The Toronto stock market was well into positive territory Friday with a good-sized chunk of gains from the gold sector as bullion prices advanced amid disappointing jobs data from Canada and the U.S.

The S&P/TSX composite index surged 106.14 points to 13,735.55, as traders contended with a major miss in Canadian jobs creation.

The Canadian dollar was off the lowest levels of the session but still down 0.33 of a cent to 91.82 cents (U.S.) as Statistics Canada reported that the economy shed 45,900 jobs last month. It was expected that the economy had created about 14,600 jobs.

Meanwhile, Wall Street was mainly lower after the U.S. Labor Department said there were 74,000 jobs created in December as opposed to the 200,000 level that economists had forecast.

The Dow Jones industrials declined 47.02 points to 16,397.74 even as investors weighed the possibility that the Federal Reserve won't be in any rush to accelerate its program for cutting back on a key stimulus program.

The Nasdaq was up 2.22 points to 4,158.42 and the S&P 500 index slipped 0.76 of a point to 1,837.37.

There was one piece of good news in the U.S. data: November job creation was revised up to 241,000 from 203,000.

"If it wasn't for the big revision in the previous month, the markets would have taken this much harder," observed Wes Mills, chief investment officer at Scotia Asset Management.

"It shows you how volatile (jobs data are), when you revise from 203,000 to 241,000, maybe we get (December) revised up something over 100,000 and then the average on the two reports is not so bad."
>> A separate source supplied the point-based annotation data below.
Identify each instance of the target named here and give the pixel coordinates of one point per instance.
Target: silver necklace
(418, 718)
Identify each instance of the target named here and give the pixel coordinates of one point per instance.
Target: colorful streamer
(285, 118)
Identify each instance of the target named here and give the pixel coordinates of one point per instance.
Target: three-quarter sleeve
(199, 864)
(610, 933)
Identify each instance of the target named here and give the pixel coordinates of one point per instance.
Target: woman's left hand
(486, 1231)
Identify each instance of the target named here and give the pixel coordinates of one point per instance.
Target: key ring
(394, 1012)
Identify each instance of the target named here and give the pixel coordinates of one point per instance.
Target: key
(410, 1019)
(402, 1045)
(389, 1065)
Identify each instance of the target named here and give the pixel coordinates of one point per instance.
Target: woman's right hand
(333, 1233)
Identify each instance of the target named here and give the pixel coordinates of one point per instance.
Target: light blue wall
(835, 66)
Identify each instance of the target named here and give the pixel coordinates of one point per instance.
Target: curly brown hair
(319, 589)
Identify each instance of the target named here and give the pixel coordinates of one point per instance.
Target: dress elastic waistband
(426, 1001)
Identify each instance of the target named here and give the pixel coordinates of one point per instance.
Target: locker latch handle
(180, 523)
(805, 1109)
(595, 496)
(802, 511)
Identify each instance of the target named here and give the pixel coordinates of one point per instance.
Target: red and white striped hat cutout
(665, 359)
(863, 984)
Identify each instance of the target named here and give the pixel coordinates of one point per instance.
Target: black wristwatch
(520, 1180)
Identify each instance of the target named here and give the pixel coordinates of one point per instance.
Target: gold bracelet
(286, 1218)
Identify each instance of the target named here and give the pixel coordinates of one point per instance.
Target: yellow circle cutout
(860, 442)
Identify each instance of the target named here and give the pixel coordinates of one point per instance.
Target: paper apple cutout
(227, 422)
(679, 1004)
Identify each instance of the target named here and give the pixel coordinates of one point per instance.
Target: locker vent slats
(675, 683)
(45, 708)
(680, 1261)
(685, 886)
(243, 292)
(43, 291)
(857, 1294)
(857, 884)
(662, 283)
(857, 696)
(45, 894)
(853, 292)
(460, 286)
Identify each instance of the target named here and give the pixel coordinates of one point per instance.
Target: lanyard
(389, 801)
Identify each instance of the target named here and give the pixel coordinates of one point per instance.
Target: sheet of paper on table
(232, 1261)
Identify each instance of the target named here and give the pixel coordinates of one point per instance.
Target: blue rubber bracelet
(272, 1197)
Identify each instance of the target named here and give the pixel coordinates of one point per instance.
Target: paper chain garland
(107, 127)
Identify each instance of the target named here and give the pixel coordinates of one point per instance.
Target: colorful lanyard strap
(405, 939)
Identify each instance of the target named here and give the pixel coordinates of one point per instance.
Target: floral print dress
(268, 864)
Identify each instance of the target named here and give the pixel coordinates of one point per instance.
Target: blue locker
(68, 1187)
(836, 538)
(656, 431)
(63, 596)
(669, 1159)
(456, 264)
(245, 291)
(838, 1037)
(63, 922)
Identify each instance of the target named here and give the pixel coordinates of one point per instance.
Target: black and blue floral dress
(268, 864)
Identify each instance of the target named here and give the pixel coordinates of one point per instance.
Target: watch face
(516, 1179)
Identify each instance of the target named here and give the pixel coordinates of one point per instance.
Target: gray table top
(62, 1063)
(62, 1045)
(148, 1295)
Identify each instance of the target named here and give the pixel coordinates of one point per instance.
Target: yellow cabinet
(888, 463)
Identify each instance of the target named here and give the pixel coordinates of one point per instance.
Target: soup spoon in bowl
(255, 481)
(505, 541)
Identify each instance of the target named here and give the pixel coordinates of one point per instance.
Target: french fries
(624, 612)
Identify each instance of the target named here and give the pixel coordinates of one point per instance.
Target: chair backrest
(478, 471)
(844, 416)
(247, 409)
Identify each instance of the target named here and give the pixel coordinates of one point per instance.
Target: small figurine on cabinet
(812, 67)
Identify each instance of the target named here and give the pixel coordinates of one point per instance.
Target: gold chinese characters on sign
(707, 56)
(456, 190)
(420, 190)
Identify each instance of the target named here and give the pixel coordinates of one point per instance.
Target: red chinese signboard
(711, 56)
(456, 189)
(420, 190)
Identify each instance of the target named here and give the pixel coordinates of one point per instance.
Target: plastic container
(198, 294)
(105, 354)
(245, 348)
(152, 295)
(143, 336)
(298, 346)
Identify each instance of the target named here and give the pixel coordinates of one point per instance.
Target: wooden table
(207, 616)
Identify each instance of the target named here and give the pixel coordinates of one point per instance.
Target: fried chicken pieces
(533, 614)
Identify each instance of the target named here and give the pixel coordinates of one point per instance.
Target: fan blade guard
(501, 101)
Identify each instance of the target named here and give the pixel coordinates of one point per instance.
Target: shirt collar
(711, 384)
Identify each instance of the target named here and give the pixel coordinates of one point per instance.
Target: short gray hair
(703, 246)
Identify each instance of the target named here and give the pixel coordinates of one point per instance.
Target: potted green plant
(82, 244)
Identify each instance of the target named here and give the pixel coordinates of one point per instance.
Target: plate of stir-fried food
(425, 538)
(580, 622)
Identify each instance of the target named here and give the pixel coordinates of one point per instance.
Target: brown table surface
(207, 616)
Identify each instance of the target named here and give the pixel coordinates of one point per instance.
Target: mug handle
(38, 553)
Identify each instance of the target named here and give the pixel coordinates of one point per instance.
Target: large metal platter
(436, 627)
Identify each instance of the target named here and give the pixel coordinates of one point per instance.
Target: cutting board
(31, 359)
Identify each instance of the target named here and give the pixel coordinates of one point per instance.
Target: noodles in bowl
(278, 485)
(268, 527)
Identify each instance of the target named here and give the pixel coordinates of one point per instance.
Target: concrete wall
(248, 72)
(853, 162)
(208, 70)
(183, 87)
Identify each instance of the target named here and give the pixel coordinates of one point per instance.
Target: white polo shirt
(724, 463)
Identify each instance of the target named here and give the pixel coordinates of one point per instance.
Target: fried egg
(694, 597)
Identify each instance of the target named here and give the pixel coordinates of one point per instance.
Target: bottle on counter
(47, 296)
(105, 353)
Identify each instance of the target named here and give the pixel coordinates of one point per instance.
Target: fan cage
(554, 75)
Traders hoped that the U.S. jobs data will provide some direction on how the Fed plans to proceed on further tapering to its massive monthly bond purchases. The central bank decided in December to cut the key stimulus program from $85-billion a month to $75-billion, making further cuts contingent on economic performance, particularly the job market. The change came into effect this month.

"The pace of tapering is likely to be reviewed and possibly slowed down," added Mills.

Many traders have worried about the prospect of lower stimulus because much of the rally in global stocks over the past few years has been driven by the Fed's policy, which has kept long-term interest rates at historic lows.

Other recent economic data have painted a picture of a U.S. economy that is steadily improving. Exports hit a record level in November, lowering the U.S. trade deficit; businesses have ordered more manufactured goods and auto sales reached a six-year high in 2013.

Analysts now estimate that the economy expanded at a healthy annual rate of three per cent to 3.5 per cent in the October-December quarter, up from earlier forecasts of a rate of two per cent or less.

The gold sector led TSX gainers, up 3.75 per cent as uncertainty about the Fed's intentions sent bullion prices higher. The February bullion contract in New York rose $17.50 to $1,246.90 (U.S.) an ounce. Barrick Gold gained 57 cents to $19.81 (Canadian) while Goldcorp was $1.03 higher to $25.34.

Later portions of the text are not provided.